Delegate: Mr. Kihl
42. Mr. Kihl (Norway), speaking as a youth delegate, said that young Norwegians strongly believed that the single biggest threat to humanity was the condition of the planet and the environment. Climate change affected everyone, but disproportionately affected those who struggled the most in their daily lives and was disproportionately caused by those who enjoyed the most advantages and had the economic capacity to solve the climate crisis. Those who bore the greatest responsibility in causing climate change likewise bore the greatest responsibility in addressing that challenge. [*7*] It was unjust to leave the burden of dealing with climate change to future generations.
43. The basic human rights taken for granted by the privileged were not enjoyed by all. The poor had limited opportunities and reduced ability to shape their own lives and increase their well-being due to the harsh living conditions brought about by climate change, which made clean water less accessible and harvests and soil poorer and increased the likelihood of conflict over scant resources. Conflict situations made the most vulnerable groups, women and children, even more vulnerable.
44. By 2030, 60 per cent of the world’s population would be children and youths. Young people were not only the future, however; they were also the present and their voices must be heard as decisions were taken that would affect the future. The United Nations Intergovernmental Panel on Climate Change (IPCC) had predicted that in the future millions of people would become climate refugees, yet their suffering could be avoided because the knowledge, resources and technology needed to eradicate poverty and hunger and bridge the gap between the advantaged and disadvantaged existed. The Millennium Development Goals had been adopted for that purpose and combating climate change would contribute to their realization.

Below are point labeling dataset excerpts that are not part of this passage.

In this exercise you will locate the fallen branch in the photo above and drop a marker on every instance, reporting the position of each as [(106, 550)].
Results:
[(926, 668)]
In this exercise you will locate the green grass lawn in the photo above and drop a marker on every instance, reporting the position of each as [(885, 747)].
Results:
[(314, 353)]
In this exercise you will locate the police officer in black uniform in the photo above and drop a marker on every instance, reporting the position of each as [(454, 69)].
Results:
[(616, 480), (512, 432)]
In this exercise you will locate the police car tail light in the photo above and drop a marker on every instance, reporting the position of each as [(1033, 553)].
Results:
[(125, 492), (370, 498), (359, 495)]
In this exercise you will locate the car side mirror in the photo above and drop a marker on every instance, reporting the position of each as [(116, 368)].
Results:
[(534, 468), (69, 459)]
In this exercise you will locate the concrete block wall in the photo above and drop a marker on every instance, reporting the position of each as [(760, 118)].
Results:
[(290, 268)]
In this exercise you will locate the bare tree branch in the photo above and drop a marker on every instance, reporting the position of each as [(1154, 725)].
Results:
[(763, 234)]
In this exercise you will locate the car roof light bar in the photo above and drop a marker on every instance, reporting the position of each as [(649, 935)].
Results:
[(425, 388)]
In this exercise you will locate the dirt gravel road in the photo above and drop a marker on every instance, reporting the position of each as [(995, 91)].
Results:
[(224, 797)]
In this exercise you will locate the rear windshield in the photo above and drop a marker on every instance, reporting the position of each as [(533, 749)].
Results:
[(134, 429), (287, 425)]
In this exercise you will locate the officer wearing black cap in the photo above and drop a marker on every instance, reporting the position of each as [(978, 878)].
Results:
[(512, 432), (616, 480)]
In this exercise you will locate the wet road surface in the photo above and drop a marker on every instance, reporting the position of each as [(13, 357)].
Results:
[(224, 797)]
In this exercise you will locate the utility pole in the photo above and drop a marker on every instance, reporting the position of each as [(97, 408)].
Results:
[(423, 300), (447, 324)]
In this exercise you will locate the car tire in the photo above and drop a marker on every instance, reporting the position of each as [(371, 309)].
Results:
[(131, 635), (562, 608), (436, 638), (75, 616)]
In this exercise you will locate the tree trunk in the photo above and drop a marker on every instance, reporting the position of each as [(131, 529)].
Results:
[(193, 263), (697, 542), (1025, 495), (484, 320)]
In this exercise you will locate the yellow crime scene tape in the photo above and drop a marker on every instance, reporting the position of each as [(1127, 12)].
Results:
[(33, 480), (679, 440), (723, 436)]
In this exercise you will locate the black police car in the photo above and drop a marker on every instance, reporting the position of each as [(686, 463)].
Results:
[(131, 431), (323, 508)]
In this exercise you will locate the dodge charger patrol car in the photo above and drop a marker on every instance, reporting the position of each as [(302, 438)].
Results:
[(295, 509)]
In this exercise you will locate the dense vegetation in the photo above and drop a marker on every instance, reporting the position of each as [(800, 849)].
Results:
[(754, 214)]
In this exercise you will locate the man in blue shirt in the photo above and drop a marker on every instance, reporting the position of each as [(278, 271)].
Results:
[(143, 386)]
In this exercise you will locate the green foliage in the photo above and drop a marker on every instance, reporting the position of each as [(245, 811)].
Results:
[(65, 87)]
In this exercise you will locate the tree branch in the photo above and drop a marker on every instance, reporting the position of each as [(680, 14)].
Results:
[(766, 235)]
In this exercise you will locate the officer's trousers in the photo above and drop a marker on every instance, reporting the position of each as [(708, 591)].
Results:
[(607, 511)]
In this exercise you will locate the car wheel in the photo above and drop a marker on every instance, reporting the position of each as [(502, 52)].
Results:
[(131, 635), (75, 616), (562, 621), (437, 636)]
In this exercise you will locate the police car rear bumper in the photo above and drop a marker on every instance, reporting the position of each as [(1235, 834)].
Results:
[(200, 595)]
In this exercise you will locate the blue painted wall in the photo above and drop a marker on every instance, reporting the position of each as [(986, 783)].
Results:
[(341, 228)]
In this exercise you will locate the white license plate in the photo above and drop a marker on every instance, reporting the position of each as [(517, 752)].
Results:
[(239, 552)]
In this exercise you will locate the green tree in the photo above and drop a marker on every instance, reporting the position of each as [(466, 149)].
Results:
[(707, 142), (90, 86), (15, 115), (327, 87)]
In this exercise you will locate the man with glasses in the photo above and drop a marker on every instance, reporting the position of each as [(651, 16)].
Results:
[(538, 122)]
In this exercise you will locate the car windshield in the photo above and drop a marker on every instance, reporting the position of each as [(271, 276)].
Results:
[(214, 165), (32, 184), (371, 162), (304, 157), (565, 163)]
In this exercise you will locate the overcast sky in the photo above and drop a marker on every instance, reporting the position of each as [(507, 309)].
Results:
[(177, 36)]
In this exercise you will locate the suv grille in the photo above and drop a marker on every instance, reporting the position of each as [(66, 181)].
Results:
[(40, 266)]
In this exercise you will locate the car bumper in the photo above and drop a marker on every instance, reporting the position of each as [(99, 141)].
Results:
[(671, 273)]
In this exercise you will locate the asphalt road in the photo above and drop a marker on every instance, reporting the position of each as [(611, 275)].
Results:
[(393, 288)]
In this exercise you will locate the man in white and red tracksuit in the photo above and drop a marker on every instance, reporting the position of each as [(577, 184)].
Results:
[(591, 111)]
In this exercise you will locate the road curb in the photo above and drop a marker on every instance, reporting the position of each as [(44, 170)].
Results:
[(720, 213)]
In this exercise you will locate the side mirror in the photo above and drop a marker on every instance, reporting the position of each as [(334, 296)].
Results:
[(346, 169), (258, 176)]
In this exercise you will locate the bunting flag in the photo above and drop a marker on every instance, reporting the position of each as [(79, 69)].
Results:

45. The time had come to act. Member States must meet their MDG objectives, include young people in decision-making processes that affected society and prioritize the needs of the poor and the most vulnerable to climate change. All Member States should join with his delegation at the forthcoming Copenhagen Conference and make a firm commitment to limiting global warming to less than two degrees Celsius. World leaders must not disappoint the young people of the world; they must take sound decisions about the planet’s and humanity’s shared future.